Now, that didn't quite cover my use case -- what if, I wondered, the slow operation
was putting things onto the GPU? The script also has a --put_items_to_gpu
flag to
do that -- after getting each item, it uses device_put
. With that flag:
- Getting the zeroth item from the array took about 0.86s, and putting it on the GPU took 0.02s.
- Subsequent items had "get" times similar to the previous run, and "put" times of about 0.0006s.
So, there's still a small startup penalty -- perhaps JAX is having to JIT some of its internal stuff -- but a perfectly decent speed after that. Commitment works!
Wrapping up
I'm still building my mental model of how JAX works, and working out exactly what is going on here is proving a bit tricky.

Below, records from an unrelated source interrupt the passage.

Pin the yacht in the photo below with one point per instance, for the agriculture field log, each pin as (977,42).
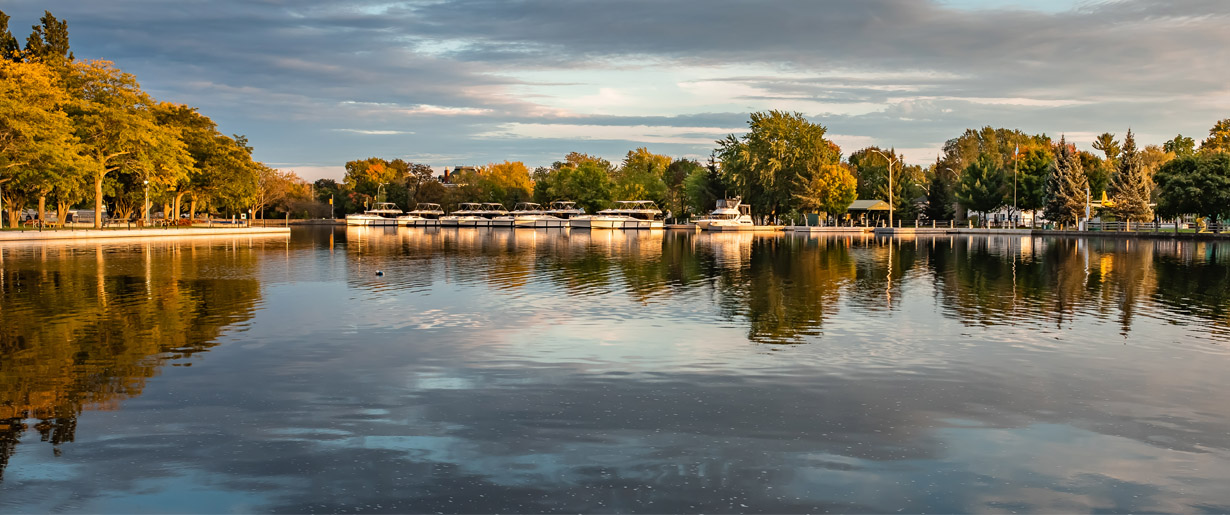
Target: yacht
(496,215)
(528,214)
(424,214)
(561,213)
(629,214)
(381,213)
(468,215)
(731,215)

The split between a committed and an uncommitted array seems clear; the former is tied to a device, while JAX will move the latter around as needed.
It also makes a certain amount of sense that it would want to move the items to the GPU; it is, after all, the default device. But I'm less clear on why that was so slow, compared to the manual process of getting the item then putting it there.
Hypothesis: the array is on the CPU's RAM, but not committed there. We ask for an item from that array, and maybe JAX wants that to be on the default device, the GPU. So it moves the entire "parent" array there, extracts that item, and then returns that. Then next time around when we ask for the next item, it does the same thing again.
Plausible? Maybe, but it does sound a bit pathological!
Anyway, at the end of the day, I have a solid new heuristic of my own: if you want something
to definitely be on some specific device, make sure that you nail it down there with
device_put
. And then you won't have commitment issues like these.